3. Harry Blamires has absolutized the opposition of the secular mind to Christianity. It is too narrow and limited an enemy; the beast who comes from the sea in the book of Revelation has seven heads, not one. The secular mind is just one of our enemies. There is the prince of the power of the air with all his devices; there is man’s indwelling sin centered on a heart of stone that refuses to do the things of the Spirit of God; there are the world’s other religions with all their horrors and hostility to Jesus Christ and his people; There are the cults so that in some European countries the so-called Jehovah’s Witnesses are so numerous that they are thought to be authentic Biblical Protestantism.
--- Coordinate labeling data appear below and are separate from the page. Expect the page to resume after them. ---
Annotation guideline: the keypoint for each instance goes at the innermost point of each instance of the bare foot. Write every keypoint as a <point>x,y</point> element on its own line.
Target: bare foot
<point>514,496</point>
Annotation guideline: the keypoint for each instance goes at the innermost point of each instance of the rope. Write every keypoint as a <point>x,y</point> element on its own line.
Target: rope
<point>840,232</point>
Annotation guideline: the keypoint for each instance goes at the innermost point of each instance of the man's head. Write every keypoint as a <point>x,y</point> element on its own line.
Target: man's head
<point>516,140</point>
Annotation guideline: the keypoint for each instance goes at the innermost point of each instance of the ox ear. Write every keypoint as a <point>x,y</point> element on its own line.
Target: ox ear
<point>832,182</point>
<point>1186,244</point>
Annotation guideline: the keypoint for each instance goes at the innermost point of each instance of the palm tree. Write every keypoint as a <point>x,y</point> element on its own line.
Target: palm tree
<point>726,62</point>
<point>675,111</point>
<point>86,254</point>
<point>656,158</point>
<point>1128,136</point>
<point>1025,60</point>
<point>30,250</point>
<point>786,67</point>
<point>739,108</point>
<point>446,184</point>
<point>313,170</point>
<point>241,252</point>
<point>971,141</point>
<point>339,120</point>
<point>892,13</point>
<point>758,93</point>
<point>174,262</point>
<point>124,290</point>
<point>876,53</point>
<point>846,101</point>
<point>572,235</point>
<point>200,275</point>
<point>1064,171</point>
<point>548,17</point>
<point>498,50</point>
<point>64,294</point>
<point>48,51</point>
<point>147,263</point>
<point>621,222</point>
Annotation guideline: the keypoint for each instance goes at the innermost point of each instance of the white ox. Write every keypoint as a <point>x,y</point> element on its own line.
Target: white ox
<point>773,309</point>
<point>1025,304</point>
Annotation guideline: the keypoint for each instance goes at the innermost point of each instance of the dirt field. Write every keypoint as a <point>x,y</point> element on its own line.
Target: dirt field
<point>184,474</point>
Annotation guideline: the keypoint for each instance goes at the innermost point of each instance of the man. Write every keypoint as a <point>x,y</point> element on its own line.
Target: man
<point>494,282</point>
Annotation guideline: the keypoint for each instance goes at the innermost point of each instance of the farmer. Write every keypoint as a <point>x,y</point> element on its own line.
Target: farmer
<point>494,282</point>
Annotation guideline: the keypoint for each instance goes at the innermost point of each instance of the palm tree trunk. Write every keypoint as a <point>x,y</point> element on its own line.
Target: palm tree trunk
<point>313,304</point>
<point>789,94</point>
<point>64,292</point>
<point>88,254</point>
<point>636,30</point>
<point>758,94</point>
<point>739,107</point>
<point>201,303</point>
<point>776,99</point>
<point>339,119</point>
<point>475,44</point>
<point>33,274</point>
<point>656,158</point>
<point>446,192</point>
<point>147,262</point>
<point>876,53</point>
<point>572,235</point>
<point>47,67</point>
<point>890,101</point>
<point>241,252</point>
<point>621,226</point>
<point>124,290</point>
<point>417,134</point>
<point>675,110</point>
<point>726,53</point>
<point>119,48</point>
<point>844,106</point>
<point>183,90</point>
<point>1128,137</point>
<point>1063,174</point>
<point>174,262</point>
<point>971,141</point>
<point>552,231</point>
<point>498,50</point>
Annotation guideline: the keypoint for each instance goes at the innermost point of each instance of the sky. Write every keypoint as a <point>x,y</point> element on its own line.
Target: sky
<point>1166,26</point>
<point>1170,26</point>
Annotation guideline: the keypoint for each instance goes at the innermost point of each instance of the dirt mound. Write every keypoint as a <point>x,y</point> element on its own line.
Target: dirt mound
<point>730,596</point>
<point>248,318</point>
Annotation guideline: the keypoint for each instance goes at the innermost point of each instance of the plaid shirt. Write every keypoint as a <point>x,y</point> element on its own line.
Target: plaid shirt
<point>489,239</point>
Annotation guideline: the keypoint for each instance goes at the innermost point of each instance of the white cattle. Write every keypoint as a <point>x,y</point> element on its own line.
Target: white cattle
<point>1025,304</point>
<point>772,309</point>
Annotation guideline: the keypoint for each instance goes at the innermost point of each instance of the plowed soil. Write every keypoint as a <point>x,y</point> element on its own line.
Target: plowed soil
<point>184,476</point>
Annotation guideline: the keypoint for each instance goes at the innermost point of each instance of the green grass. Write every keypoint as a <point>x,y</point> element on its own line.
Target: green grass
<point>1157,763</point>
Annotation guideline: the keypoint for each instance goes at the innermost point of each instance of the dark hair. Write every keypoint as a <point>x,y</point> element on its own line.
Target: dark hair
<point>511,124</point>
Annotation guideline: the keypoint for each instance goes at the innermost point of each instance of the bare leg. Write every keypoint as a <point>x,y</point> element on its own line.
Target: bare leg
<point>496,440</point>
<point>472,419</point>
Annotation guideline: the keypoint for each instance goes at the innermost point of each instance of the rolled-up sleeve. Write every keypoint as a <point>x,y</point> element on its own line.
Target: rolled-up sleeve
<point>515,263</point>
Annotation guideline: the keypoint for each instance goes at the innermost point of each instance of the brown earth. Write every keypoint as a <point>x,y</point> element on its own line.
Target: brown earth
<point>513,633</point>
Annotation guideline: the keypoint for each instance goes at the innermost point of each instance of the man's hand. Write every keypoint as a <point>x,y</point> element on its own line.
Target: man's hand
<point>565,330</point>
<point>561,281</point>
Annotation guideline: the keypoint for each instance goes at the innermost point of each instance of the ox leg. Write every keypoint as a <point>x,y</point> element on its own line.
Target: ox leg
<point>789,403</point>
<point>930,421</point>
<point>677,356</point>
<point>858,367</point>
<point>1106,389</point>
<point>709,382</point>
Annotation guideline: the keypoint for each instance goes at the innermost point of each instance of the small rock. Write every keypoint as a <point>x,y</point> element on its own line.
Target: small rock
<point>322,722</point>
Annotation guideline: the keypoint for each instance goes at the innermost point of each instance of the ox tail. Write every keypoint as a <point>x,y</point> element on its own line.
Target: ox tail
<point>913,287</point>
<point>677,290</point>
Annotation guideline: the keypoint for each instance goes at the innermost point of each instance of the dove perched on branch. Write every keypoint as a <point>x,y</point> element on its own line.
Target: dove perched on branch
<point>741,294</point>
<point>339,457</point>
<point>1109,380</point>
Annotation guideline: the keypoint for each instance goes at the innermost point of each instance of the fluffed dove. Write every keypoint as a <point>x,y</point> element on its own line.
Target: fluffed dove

One could go on, but let us consider that in Eden, before the Fall, our first parents had Christian minds, and so did Judas hearing the last Adam, but moral and epistemological thinking alone cannot keep church attenders from falling. We must have a close walk with Jesus Christ, abiding in him, and be zealous in doing good works, and be filled with the holy Spirit, and sit under the best biblical preaching we can hear each Sunday, and be presenting our bodies to our Lord day by day. We are all enabled to do this by the peace of God guarding our minds in Christ Jesus, and then we stir up our thinking to do our duty. As Harry Blamires would helpfully exhort us from the words of the apostle, ‘Finally, brothers and sisters, whatever is true, whatever is noble, whatever is right, whatever is pure, whatever is lovely, whatever is admirable — if anything is excellent or praiseworthy — think about such things’ (Philippians 4:8).